Liver & Kidney toxicity

[Solipsis]

What are examples of drugs (or their metabolites) that can do significant and lasting damage to internal organs - here more specifically interested and liver and kidneys.

I read in a recent trip report of 3-MeO-PCMo the claim that PCP is not easy on the liver / kidneys, but then had a hard time finding studies on actual direct toxicity. Is it just assumed, because in some extreme cases the rhabdo causes renal failure?

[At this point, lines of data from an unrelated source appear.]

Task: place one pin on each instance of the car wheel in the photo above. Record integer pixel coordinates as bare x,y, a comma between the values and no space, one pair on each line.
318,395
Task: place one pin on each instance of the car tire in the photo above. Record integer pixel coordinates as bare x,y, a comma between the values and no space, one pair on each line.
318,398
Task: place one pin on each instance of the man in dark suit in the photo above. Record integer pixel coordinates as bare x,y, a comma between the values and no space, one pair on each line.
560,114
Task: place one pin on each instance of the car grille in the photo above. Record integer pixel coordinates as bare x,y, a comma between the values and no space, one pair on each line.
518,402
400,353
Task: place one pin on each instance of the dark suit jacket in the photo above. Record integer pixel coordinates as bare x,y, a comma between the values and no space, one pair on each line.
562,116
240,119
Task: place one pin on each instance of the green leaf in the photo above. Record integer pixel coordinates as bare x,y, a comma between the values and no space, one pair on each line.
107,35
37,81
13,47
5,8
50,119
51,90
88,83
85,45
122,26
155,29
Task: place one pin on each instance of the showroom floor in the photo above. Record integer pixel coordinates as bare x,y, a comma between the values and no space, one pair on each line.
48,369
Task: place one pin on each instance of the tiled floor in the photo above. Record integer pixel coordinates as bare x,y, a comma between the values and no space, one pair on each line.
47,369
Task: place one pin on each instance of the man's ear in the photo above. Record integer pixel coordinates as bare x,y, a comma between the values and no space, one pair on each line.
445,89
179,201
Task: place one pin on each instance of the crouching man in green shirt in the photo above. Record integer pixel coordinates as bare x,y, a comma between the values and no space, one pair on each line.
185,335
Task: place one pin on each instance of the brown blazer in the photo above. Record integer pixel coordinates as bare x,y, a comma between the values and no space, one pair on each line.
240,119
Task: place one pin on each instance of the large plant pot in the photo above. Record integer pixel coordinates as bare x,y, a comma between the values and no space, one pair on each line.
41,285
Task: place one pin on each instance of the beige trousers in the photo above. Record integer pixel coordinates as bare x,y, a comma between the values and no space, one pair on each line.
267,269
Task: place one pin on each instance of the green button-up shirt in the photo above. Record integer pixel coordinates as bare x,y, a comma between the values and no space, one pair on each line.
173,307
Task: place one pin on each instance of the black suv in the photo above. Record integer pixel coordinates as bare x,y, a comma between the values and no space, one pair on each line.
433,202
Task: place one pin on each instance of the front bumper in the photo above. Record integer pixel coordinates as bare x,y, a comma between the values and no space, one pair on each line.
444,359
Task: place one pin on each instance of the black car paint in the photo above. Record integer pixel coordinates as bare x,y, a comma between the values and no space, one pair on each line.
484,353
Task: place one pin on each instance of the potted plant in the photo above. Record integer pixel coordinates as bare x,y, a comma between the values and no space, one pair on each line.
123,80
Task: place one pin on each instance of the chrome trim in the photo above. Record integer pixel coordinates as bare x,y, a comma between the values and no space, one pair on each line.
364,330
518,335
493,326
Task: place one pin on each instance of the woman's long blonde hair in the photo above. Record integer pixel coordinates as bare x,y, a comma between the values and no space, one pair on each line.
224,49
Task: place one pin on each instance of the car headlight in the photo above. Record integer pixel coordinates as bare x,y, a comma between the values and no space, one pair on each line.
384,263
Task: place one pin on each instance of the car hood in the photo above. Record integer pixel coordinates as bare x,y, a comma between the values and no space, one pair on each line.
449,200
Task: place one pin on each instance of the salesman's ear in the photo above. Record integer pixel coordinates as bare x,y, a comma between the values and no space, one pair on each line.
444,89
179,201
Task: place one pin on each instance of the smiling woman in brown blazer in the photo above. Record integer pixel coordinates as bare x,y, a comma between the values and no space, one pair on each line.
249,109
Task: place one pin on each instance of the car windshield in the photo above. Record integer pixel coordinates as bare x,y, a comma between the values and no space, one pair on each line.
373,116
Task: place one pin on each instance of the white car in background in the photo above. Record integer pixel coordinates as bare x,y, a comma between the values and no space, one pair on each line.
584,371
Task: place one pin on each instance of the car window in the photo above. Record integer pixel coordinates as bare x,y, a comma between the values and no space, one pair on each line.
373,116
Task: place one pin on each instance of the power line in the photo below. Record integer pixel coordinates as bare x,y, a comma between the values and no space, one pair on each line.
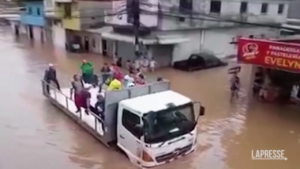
191,14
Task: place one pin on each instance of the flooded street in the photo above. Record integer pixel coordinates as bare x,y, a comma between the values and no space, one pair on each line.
35,134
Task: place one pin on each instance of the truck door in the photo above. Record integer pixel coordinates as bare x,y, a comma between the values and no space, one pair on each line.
128,135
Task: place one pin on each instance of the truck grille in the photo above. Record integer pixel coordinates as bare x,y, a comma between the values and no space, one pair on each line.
176,153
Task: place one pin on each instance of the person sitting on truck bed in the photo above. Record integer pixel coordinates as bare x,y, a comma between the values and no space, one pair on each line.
114,84
129,79
140,79
85,97
98,108
77,86
117,73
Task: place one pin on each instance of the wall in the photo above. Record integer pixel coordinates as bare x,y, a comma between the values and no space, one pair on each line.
92,12
216,41
72,23
33,14
145,19
229,9
293,11
58,35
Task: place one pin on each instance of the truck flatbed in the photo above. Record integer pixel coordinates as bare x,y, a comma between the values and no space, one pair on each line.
93,123
63,98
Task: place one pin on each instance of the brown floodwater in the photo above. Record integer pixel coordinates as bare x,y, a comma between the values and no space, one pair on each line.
35,134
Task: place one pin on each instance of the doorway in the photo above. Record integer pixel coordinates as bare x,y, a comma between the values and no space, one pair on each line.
104,47
30,31
86,44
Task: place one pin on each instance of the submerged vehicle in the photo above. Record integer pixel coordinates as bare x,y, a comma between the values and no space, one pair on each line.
199,61
151,124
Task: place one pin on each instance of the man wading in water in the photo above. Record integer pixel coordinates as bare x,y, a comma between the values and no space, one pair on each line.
77,87
234,86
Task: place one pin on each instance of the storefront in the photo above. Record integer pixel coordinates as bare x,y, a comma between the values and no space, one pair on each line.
276,67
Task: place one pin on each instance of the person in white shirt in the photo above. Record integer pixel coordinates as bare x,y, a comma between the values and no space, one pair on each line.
145,64
152,64
129,80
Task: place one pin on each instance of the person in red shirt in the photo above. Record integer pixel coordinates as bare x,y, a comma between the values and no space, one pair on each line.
140,79
117,73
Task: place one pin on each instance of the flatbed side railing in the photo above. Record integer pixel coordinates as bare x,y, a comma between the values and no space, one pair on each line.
66,104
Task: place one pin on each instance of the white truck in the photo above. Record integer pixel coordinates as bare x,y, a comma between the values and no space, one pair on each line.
151,124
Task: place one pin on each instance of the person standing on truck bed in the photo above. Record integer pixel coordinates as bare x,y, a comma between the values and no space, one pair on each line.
98,108
77,87
87,70
114,84
105,73
85,99
50,76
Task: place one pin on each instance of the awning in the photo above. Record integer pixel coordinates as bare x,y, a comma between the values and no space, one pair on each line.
102,30
151,40
171,39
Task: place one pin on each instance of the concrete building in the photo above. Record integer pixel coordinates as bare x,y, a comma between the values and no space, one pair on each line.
175,34
293,20
33,20
70,19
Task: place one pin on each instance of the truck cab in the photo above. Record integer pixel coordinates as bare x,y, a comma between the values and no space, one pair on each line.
151,124
157,128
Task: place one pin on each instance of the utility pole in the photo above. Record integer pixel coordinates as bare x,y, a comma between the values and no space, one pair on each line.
136,25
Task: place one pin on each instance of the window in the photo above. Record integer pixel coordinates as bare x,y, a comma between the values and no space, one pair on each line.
29,10
264,8
280,8
68,10
130,121
215,6
244,7
129,12
186,6
38,12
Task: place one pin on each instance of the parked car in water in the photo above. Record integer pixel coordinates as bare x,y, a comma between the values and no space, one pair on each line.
199,61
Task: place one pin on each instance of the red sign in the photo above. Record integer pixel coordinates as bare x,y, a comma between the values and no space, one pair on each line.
269,53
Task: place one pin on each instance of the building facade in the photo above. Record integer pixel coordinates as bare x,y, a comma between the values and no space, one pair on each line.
33,20
178,32
74,18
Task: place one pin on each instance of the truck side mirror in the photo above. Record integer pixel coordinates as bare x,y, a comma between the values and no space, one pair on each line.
139,130
199,109
202,111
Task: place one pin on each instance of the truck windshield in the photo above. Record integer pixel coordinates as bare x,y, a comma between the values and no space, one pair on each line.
170,123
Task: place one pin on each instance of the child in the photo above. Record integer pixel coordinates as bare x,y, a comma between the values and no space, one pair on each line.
152,64
234,87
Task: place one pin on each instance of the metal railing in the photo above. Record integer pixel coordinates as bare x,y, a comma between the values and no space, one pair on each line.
66,106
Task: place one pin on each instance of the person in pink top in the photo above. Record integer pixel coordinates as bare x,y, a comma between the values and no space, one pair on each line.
117,73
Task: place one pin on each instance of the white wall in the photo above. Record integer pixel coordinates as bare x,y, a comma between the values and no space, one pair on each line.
216,41
49,5
145,19
58,36
254,8
229,9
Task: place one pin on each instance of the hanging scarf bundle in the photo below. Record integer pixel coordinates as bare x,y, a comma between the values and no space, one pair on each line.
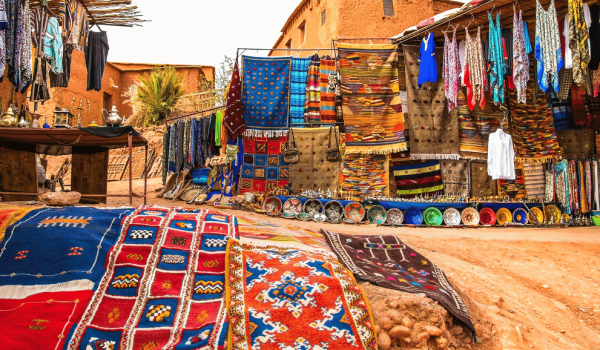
520,58
452,69
496,60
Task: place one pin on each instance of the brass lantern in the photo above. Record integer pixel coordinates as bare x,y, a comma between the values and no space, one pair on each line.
62,118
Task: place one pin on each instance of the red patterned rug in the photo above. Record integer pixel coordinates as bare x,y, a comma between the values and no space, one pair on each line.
284,298
163,286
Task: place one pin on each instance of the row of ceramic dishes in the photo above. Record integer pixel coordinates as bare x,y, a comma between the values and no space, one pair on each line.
354,212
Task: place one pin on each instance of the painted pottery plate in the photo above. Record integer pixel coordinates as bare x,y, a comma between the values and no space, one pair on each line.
292,206
395,217
413,216
503,216
433,216
487,216
539,214
313,207
334,210
303,217
553,211
354,211
470,216
520,216
451,217
272,205
377,214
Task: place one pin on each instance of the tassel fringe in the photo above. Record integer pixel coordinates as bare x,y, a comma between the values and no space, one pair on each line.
265,133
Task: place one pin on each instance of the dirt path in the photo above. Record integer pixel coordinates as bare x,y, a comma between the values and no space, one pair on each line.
533,288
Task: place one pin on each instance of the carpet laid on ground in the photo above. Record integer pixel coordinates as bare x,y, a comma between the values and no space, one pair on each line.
163,284
389,263
284,298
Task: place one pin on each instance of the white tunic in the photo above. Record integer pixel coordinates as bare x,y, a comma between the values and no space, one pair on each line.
501,156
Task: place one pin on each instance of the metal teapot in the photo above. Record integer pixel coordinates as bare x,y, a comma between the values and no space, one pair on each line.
9,119
112,118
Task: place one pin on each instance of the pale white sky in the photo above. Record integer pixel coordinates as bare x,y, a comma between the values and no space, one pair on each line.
199,31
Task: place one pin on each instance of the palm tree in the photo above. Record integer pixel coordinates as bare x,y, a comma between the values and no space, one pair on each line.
160,91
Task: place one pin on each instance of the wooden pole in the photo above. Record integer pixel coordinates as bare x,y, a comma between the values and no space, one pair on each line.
130,137
146,175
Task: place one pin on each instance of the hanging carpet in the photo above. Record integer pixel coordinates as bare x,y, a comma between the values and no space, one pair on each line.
313,170
163,286
371,105
263,168
266,95
434,132
386,261
284,298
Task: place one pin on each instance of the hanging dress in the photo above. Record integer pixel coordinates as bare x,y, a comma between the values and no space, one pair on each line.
451,72
578,43
427,61
520,58
496,60
547,46
474,71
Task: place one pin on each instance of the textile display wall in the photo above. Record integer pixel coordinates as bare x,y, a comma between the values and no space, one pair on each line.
313,170
482,185
434,132
371,106
266,95
263,168
455,175
365,174
417,178
579,142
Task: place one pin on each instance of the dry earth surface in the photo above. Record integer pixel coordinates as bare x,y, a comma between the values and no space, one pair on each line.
526,288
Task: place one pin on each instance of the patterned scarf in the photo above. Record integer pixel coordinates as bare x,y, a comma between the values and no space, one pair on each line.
520,58
451,71
312,104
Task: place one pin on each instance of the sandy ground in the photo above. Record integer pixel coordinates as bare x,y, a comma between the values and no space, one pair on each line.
530,288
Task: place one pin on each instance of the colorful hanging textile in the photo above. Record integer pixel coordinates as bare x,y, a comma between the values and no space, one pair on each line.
535,180
234,112
298,89
57,250
533,130
328,78
418,178
264,168
364,174
386,261
265,95
455,175
496,60
284,298
433,130
371,106
313,170
578,42
519,182
166,272
452,70
312,101
520,57
482,185
580,142
41,321
547,46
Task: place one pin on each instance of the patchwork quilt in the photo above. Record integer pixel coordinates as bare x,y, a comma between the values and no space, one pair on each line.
284,298
163,285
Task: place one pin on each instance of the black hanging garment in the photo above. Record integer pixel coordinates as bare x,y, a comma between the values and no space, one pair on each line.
96,54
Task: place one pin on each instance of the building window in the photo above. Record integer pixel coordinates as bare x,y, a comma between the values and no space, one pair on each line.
302,32
388,8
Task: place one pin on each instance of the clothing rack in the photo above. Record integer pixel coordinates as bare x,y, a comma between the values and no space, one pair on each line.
191,114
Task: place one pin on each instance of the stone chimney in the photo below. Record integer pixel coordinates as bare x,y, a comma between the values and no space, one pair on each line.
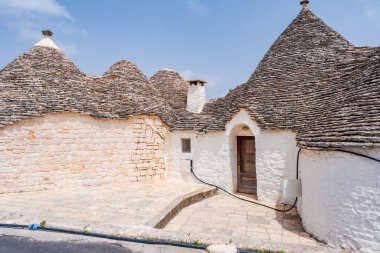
196,96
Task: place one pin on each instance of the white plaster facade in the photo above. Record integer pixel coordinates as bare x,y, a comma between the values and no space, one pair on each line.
340,201
214,157
196,97
67,150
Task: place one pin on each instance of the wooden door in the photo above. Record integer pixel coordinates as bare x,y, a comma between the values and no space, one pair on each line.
246,169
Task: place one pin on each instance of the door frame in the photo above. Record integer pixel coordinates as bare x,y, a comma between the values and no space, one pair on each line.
239,139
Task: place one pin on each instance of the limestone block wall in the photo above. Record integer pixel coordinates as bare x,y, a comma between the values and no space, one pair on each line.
67,150
215,157
340,201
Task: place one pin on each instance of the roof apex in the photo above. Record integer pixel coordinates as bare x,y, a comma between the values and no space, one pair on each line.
46,40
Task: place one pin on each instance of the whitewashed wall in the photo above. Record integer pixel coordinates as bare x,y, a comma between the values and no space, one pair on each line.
340,201
196,98
66,150
214,155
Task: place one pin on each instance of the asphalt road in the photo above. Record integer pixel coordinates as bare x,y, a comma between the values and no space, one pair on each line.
15,244
26,241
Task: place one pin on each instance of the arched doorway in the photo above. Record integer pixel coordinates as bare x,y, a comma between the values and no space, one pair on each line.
246,165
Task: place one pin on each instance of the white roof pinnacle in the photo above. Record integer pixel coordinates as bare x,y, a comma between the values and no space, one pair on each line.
47,41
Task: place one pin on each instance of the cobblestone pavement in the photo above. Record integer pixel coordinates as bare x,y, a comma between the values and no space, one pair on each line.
115,205
231,218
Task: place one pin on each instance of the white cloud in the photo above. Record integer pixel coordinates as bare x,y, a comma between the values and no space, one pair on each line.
49,7
197,7
212,80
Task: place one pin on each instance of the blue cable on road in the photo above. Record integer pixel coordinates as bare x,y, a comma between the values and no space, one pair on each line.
112,237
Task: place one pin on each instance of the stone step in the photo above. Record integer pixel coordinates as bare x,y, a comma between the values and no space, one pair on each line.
174,207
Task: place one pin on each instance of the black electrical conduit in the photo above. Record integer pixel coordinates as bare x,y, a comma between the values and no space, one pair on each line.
298,158
163,242
243,199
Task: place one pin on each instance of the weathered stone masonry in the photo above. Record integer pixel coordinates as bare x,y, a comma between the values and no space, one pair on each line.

That got me thinking: while predictions for novel RC type drugs are usually quite hard (though we can have concerns looking at closely related chem species), what are some type of recreational psychoactive compounds - broadly speaking - that are pretty sure to damage your liver or kidneys?
Also, how does that usually happen? I guess organic damage (terrible oxidative onslaught e.g.?), but also messing with enzyme activity? How do you measure strain on kidneys (or liver), the fact that a drug is metabolized and excreted extensively alone is not strain, is it? Just a lot of work for these organs.

 

[Kittycat5]

For the kidneys damage can be done through many mechanisms. Toxicity can cause changes in hemodynamics of the kidney, inflammation, direct damage to microtubules and epithelial cells or via rhabdomyolysis. Traditional markers of kidney problems would be decreased GFR and creatinine clearance and increased BUN and serum creatinine but these changes usually occur when much damage has been done. There may be more specific markers of acute damage, primarily elevations in things like albumin, transferrin and other proteins but do not know how often they are checked for clinically. Cocaine, methamphetamine, and alcohol come to mind immediately as nephrotoxic drugs of abuse with rhabdo being the primary damage.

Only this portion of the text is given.